Since the onset of generative artificial intelligence (AI) technologies, a rising number of researchers have been using this tool to not only assist them with research but also with paper writing. A study conducted by Daniel Evanko, the director of journal operations at the American Association for Cancer Research (AACR), and his team found that 36 percent of papers published in the AACR journals include abstracts containing AI-generated text. However, when researchers were asked to disclose their use of AI, only nine percent admitted to using it for paper drafting. The line between acceptable and unacceptable use of AI in journal writing remains blurred, as a broad consensus on this matter is nonexistent.

Previously, it was agreed that any use of artificial intelligence in research should be disclosed, but publishers and organizations have released conflicting disclosure policies. For instance, Springer does not require AI-assisted copyediting to be disclosed, whereas Taylor & Francis requires any use of AI to be acknowledged. Discrepancies like these can cause inconsistency in standards and may erode trust within the scientific community. The general public also has varying viewpoints surrounding its use in academia. In a survey conducted by Nature in May 2025, more than 90 percent of the study’s respondents believed that editing and translating papers using machine learning algorithms is acceptable. However, participants’ opinions varied regarding the extent of disclosure. A biomedical researcher responded that the broad adoption of AI would be similar to that of calculators, making disclosure a trivial issue. Others, however, believed in full transparency, including specific instances where it was used in the research and paper-drafting process.

Moreover, AI is implemented by editors in peer-reviewed journals. Even before the introduction of ChatGPT, reviewers have been using various forms of machine learning algorithms to check statistics and summarize findings. Now, large language models are generating reviews. In a poll conducted by Nature, 40 percent of respondents believed that AI was either as helpful as or even more helpful than human reviewers. However, it is important to note that AI reviews often contain errors, substantiating the need for a proofreading process. Conversely, this tool can also be used to evaluate human-written reports and generate suggestions for reviewers’ comments.
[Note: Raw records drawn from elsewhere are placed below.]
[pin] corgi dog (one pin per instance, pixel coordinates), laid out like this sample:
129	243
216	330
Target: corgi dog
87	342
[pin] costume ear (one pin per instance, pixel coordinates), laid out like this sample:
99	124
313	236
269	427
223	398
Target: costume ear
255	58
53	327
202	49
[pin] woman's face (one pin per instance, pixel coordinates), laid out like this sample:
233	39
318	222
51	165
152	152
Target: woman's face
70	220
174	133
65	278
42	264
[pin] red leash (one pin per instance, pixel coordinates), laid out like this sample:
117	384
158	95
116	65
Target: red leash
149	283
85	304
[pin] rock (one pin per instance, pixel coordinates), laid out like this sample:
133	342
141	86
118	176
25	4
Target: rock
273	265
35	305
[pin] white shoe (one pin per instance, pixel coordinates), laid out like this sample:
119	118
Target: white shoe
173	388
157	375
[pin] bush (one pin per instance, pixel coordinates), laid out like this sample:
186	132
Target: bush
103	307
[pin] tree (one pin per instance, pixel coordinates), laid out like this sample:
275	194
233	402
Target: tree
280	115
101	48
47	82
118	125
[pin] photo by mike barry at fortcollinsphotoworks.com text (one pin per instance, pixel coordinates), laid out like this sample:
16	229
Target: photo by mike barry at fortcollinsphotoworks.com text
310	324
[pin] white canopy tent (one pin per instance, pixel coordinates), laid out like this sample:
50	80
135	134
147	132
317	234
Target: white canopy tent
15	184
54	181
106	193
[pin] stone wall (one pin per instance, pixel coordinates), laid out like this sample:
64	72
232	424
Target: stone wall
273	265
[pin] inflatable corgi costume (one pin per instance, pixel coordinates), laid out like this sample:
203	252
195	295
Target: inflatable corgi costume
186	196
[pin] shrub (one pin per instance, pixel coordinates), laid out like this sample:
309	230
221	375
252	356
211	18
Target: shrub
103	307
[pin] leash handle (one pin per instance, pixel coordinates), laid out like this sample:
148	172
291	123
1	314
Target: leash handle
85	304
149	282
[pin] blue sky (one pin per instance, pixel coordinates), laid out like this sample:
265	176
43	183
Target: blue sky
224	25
Despite failing to reach a consensus across the scientific community, researchers have raised some overlapping ideas regarding the acceptable uses of AI. Notably, it can be implemented by researchers who are not native English speakers to edit and polish their manuscripts. Some have proposed criteria for mandatory AI disclosure in scientific papers. Bioethicists David B Resnik and Mohammad Hosseini generated three such criteria. First, artificial intelligence tools that make decisions directly impacting research results should be addressed. Secondly, any form of AI used to generate or synthesize content, data, or images should also be disclosed. Finally, AI tools used to analyze content, data, or images should be acknowledged.

Though criteria like these can serve as a guideline to researchers and reviewers, the rapid development of artificial intelligence indicates that novel tools might fall through the cracks. Therefore, being flexible with frameworks is crucial to eliminating plagiarism and maintaining trust within and beyond the scientific community.